Frauen mit Herz-Kreislauf-Erkrankungen, von Bluthochdruck über KHK bis zu Angina pectoris und Herzrhythmusstörungen, zeigen vielfach andere Symptome als männliche Patienten. Die Genese (Entwicklung im konkreten Krankheitsfall) der Erkrankung, verläuft oft über andere Zwischenstufen. Zudem reagieren Patientinnen oft anders auf Diagnose und Medikamente als Männer. So fordert die Kardiologin Frau Prof. Dr. Irene Lang von der Medizinischen Universität Wien (Österreich) mit ihren Kollegen vehement weitere Grundlagen- und klinische Forschung, um zukünftig mehr Licht in das Verständnis dieser komplexen Erkrankung zu bringen und dadurch zu einer verbesserten Prävention und Behandlung von Patientinnen mit KHK beizutragen.
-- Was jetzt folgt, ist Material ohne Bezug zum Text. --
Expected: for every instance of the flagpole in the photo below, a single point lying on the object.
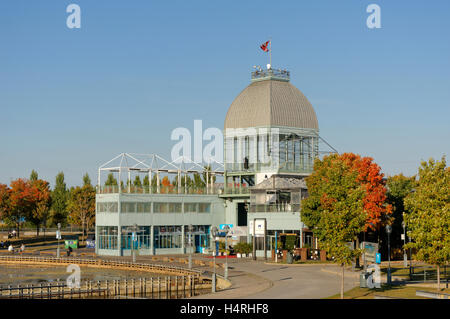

Quellen: Humenberger, M.; Zielinski, V.; Lang, I.M. (2008): Geschlechtsspezifische Aspekte der weiblichen KHK. Journal für Kardiologie 15(9-10): 282-290 Kautzky-Willer, A.; Leitner, M. (2013): Nur „der kleine Unterschied“? – Gesundheit von Mann und Frau. Der Hausarzt 3/13: 38-41.